The World Organization for Animal Health (OIE), WHO, Food and Agriculture Organization of the United nations (FAO), United States Department of Agriculture, CDC and several other global and local organizations and institutes have been advocating, promoting and working on several issues under One Health approach. We suggest that veterinarians, medical doctors and human and animal health specialists should be involved in inter-disciplinary collaboration to fight against not only COVID-19 pandemic but also, newly emerging pathogens which threaten human and animal health and food safety and security constantly. Veterinarians, veterinary microbiologists and epidemiologists as well as animal biologists might help to predict the emergence and potential source(s) of future outbreaks of infectious diseases. Surveillance of wild and domestic animal population is the key to prevent SARS-CoV-2 from establishing itself in another animal species, especially companion and food animals. Remember, SARS-CoV-2 may not be the last coronavirus to jump species barrier and infect humans and other animal species.

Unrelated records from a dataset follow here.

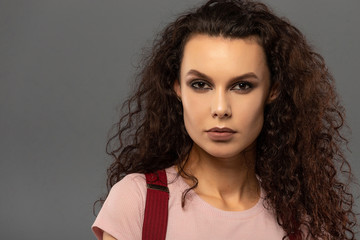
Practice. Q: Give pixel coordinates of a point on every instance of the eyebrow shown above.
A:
(234, 79)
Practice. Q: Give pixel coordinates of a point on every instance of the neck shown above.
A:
(227, 183)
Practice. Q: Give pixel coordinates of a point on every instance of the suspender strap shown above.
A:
(156, 208)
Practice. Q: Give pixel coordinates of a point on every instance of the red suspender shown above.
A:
(156, 208)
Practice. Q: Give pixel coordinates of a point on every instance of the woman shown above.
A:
(243, 116)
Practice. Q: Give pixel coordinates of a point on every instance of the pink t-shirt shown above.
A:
(122, 215)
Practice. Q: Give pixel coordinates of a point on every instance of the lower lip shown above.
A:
(220, 136)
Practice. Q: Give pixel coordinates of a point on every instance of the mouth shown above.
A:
(221, 130)
(220, 134)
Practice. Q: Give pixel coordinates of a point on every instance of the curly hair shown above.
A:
(300, 158)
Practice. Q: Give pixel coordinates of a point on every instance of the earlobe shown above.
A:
(274, 93)
(177, 88)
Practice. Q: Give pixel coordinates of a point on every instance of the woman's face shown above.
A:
(224, 85)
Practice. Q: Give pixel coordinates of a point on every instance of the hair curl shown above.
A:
(299, 151)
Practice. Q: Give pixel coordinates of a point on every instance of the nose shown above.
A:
(220, 106)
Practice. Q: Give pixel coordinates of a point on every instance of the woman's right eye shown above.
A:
(200, 85)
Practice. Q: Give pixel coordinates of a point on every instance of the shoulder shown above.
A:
(123, 211)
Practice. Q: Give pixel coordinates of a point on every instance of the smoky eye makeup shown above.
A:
(199, 85)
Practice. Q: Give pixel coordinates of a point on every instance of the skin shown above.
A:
(224, 83)
(231, 91)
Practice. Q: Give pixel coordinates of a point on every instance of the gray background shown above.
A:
(65, 66)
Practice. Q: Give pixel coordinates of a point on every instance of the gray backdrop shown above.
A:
(65, 66)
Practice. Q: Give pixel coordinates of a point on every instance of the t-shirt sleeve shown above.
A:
(123, 211)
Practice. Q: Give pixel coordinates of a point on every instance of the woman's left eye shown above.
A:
(242, 86)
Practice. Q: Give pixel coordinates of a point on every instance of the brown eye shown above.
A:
(242, 86)
(200, 85)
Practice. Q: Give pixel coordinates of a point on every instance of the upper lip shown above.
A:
(217, 129)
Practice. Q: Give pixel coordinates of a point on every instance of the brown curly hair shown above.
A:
(300, 159)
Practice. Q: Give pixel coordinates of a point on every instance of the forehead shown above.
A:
(226, 55)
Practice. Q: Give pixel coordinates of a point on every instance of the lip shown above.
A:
(220, 134)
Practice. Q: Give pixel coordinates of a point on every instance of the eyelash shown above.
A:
(247, 86)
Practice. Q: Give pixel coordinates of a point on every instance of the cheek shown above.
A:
(194, 111)
(250, 116)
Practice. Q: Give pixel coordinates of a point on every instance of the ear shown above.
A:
(274, 93)
(177, 88)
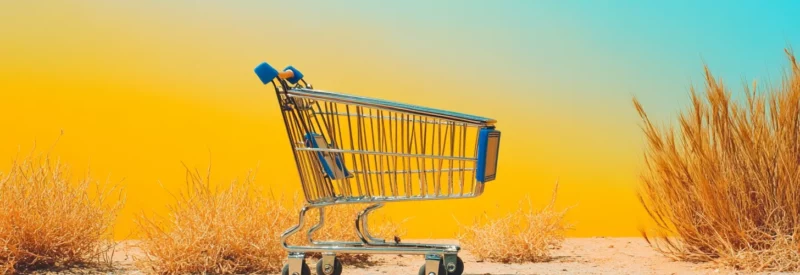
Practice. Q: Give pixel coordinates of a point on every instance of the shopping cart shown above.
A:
(352, 149)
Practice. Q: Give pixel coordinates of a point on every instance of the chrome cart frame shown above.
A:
(351, 149)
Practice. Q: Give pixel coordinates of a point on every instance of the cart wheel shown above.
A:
(440, 272)
(336, 269)
(305, 270)
(459, 268)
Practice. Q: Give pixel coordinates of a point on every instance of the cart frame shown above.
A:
(392, 168)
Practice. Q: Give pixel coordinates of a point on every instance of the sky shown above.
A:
(139, 88)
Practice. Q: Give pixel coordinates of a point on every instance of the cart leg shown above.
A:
(432, 262)
(362, 227)
(450, 263)
(319, 225)
(328, 262)
(296, 263)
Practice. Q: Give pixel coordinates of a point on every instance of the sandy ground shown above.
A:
(577, 256)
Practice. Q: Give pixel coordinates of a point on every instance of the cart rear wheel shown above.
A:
(458, 271)
(336, 269)
(305, 270)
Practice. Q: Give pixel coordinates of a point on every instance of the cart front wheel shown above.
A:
(442, 270)
(305, 270)
(336, 269)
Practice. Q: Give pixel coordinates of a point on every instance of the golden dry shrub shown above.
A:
(48, 221)
(233, 229)
(525, 235)
(236, 229)
(724, 184)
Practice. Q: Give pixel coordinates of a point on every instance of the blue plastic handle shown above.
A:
(266, 73)
(297, 75)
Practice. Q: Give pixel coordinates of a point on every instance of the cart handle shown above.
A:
(267, 73)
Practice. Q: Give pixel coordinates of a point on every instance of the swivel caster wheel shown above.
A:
(296, 259)
(327, 268)
(457, 269)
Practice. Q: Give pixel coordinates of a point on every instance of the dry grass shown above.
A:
(47, 221)
(215, 230)
(724, 186)
(526, 235)
(234, 230)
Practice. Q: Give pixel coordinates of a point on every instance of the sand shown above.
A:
(577, 256)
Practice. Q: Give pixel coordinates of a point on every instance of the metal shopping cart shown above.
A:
(352, 149)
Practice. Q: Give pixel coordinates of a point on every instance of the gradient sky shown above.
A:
(140, 86)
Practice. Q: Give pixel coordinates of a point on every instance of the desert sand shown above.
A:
(577, 256)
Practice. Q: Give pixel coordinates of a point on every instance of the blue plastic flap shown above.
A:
(333, 172)
(488, 152)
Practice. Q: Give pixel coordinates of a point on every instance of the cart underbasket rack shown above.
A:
(352, 149)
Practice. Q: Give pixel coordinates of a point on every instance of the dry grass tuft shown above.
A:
(49, 222)
(526, 235)
(724, 185)
(234, 230)
(223, 230)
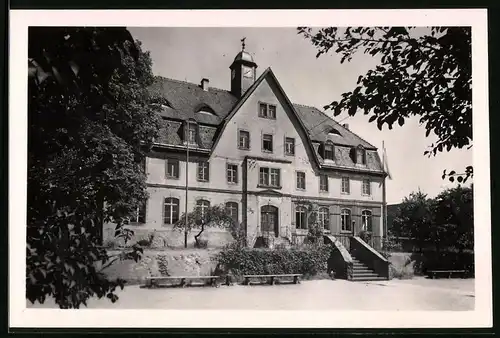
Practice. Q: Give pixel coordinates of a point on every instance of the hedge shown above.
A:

This review has been written on emerged pandemic known as COVID-19. This new infection has been observed to have a very high infection rate and resulted as an international health emergency. The emerged infection has severely affected the human health and changed the norms of society and resulted in a worldwide economic crisis. The disease has spread promptly over the world and severely affected the human population being lack of its herd immunity. Although the coronaviruses has been known since long but this mutated form has resulted in devastated losses. Though the infection in varying animal species has been reported but since now there is no evidence of transmission of this virus from animal to human has been reported. In the absence of effective vaccine various supportive therapies have been reported to help/cope the infection. Minimizing the transmission from infected individuals has known to be the only preventive measures. Scientists had made great efforts to produce the effective vaccine. Some of these have gone through trials and are available to provide immunity. However, it is need of the time to meet the demand thus priorities are being set for vaccinating the population. Moreover, these are also some limitations to store, transport and delivery of the vaccine particularly in developing and underdeveloped countries.
Statement of conflict of interest
The authors have declared no conflict of interest.